If you want to see or photograph wildlife there’s no better place than a beaver pond. And so, for a number of years, especially in the spring, I’ve spent time sitting at the edge of a pond where beavers make their home.
One of my camera traps has also been at the edge of the beaver pond for five years where it’s captured images of everything from white-footed mice to bears and a bald eagle; those photos and videos were the subjects of a number of blog posts.
Because my favorite beaver pond is in an area that’s open to hunting and May is spring turkey season, it was time to bring the camera in for a month. Since I was going to the pond to get the camera, it was a great opportunity to spend a couple of hours sitting at the pond in my improvised blind (three four-foot long plant stakes and a camouflage mesh military scarf).

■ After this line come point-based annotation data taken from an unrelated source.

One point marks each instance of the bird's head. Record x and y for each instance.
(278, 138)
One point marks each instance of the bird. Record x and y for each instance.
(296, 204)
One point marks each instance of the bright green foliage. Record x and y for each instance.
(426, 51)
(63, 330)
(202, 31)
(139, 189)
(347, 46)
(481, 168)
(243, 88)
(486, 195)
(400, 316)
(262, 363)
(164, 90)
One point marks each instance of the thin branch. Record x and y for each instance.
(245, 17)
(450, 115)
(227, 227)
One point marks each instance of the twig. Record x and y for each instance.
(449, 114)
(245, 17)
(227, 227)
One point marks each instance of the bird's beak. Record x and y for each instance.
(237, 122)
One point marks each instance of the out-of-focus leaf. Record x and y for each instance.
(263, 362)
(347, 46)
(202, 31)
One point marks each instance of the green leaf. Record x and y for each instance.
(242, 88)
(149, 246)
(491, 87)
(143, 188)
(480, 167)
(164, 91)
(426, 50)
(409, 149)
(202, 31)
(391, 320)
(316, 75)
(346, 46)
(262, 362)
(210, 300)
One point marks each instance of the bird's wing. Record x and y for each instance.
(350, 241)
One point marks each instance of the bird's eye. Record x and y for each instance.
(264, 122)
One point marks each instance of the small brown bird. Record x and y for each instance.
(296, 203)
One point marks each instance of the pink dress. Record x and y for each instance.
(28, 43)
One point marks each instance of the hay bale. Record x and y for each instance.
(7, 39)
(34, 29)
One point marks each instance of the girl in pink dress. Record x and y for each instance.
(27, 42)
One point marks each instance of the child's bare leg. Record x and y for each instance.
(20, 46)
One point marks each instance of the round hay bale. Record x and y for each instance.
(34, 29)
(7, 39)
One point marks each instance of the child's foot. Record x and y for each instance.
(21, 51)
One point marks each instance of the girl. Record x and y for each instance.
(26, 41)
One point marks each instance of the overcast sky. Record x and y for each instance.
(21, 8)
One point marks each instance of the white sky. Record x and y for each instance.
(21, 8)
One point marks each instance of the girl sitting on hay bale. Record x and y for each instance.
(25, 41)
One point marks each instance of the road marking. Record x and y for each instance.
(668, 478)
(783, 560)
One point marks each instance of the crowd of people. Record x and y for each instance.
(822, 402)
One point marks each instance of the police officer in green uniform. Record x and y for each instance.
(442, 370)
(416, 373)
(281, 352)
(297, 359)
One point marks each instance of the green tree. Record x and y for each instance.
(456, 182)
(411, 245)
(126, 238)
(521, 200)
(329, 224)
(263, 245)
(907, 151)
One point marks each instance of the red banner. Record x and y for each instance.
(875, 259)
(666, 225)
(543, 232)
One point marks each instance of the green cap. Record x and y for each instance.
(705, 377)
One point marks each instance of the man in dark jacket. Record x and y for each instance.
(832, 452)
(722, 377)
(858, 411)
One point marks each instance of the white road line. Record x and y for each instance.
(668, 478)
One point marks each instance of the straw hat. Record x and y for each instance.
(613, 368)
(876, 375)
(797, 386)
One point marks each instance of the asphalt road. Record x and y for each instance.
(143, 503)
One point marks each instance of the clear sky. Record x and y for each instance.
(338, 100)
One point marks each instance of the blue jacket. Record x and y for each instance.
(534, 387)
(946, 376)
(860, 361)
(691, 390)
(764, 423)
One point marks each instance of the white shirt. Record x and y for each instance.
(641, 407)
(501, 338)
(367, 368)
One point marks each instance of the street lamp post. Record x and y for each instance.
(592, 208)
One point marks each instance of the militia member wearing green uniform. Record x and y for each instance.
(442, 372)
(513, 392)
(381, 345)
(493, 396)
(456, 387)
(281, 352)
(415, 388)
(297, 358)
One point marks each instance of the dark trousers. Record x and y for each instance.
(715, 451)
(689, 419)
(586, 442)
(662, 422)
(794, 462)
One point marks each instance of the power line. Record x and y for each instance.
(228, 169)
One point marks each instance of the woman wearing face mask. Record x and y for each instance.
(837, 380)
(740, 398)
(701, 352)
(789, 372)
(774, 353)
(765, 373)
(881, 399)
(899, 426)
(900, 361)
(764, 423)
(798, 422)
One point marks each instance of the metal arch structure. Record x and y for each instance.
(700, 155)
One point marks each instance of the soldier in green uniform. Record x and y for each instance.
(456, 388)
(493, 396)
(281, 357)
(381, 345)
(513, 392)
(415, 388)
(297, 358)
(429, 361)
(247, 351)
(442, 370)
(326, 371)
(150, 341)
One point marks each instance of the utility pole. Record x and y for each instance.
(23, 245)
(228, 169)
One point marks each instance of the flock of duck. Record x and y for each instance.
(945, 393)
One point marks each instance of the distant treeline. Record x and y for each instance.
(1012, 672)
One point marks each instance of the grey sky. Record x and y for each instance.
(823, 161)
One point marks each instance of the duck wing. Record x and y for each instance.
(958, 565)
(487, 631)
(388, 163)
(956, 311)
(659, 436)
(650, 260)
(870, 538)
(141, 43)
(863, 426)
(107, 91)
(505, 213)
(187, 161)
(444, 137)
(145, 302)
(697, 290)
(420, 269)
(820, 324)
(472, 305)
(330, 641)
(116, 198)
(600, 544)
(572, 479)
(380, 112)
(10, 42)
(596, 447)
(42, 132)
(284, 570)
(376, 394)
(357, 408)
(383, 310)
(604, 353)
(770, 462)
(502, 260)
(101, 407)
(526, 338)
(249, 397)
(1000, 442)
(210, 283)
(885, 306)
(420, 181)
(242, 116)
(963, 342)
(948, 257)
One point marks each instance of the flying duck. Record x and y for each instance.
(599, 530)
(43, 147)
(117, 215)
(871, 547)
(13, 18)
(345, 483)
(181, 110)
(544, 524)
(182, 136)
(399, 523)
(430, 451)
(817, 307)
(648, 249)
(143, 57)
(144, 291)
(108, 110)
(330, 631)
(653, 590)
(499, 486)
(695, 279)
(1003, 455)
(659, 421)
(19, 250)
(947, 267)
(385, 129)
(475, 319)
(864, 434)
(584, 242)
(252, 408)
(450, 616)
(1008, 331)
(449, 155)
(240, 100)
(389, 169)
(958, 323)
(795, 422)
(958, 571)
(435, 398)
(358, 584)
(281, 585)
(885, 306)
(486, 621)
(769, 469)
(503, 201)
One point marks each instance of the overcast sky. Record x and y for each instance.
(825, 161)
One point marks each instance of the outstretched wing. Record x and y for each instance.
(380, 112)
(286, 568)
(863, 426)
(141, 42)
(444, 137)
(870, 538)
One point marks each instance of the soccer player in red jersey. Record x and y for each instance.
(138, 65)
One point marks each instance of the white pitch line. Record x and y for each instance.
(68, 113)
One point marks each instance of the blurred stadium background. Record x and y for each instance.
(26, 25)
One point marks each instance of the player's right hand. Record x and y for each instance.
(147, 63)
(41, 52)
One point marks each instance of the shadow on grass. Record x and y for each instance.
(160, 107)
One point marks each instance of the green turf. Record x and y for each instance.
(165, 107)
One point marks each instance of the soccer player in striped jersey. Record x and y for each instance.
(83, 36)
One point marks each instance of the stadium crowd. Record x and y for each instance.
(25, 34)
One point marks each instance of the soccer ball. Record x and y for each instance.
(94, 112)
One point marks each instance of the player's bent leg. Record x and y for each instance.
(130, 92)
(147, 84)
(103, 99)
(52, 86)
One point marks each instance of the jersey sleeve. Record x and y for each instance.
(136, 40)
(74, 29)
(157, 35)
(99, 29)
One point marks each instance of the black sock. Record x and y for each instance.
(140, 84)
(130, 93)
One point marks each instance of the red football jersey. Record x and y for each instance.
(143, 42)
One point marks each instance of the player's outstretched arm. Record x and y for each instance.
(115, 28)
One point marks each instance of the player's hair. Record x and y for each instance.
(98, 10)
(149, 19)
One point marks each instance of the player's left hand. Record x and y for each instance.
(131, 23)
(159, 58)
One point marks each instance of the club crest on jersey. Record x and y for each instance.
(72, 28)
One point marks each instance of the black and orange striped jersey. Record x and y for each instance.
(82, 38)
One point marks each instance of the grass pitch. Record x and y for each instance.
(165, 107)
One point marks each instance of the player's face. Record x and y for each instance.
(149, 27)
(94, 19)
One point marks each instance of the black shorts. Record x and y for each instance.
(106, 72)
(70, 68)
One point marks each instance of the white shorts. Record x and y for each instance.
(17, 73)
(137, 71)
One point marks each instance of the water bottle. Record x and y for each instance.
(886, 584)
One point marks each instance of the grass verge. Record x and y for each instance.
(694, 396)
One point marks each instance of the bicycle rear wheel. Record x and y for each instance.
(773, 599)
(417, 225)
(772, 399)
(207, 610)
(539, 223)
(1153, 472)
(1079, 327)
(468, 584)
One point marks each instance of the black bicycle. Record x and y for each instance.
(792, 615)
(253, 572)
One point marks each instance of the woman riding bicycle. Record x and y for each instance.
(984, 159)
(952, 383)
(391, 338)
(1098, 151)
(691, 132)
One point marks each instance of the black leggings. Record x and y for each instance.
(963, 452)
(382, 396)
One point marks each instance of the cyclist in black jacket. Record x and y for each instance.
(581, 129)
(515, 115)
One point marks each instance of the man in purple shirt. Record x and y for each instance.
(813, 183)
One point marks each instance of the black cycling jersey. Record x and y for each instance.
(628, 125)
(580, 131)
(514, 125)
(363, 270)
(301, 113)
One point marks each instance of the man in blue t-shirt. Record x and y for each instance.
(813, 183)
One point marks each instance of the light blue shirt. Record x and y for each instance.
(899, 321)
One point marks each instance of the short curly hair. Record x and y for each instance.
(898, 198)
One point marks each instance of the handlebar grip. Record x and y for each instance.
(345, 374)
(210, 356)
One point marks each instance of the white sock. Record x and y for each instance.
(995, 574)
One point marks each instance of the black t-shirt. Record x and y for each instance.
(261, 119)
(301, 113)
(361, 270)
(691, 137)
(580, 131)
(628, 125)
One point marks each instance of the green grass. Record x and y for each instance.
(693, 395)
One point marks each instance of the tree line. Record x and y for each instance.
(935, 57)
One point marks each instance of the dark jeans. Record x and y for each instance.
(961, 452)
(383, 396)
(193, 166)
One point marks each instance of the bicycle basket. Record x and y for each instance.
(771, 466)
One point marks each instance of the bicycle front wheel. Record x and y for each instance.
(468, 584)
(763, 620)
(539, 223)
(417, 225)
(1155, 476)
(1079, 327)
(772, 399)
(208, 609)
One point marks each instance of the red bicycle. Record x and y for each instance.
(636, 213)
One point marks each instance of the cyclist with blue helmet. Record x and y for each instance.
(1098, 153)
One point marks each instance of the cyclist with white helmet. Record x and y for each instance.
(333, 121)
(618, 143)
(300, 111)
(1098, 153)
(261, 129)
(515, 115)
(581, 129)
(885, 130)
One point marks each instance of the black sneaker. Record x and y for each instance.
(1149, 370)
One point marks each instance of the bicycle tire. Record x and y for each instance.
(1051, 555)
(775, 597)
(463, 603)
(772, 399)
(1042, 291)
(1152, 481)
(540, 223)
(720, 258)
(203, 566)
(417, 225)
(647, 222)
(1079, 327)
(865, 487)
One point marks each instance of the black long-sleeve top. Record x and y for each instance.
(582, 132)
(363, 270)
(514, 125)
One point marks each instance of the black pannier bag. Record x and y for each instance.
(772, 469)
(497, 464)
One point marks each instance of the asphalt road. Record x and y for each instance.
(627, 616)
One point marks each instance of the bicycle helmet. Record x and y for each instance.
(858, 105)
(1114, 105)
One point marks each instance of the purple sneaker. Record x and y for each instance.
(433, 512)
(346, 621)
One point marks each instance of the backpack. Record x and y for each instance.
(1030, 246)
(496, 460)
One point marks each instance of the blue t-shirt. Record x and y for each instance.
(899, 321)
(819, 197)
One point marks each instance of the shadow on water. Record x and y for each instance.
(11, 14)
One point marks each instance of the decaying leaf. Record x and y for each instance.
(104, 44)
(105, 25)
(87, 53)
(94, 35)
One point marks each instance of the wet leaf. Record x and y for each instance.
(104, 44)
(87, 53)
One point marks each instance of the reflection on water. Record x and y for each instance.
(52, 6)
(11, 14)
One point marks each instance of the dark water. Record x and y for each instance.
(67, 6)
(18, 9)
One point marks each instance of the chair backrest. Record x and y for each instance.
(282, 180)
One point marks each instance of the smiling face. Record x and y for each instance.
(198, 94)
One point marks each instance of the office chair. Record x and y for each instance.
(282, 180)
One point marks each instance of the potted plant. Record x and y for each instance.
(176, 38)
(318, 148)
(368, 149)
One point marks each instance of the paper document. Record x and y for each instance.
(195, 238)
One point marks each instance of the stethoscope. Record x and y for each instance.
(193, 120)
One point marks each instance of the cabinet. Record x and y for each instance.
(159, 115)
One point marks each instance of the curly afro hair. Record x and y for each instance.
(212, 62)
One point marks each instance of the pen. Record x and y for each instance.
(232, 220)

I’d been at the pond for about a half hour when a male mallard landed with a grand splash. He was soon joined by another male – the ladies are probably somewhere along the edge of the pond incubating eggs.
The mallards soon disappeared among the beaver canals and vegetation on the far side of the pond. And then came the plaintive whistling call of a wood duck; soon one, and then a second male wood duck landed across the pond –
The wood ducks swam around and fed among the plants at the edge of the open water until one climbed up on solid footing and preened for a while –
As I watched the wood ducks, two great blue herons flew overhead followed by a lone raven; then a female wood duck flew in and landed.
None of the ducks came near, they were busy feeding along the far edge of the pond and finally disappeared into the pond's emergent vegetation. With that it was time to gather up the camera trap and head for home.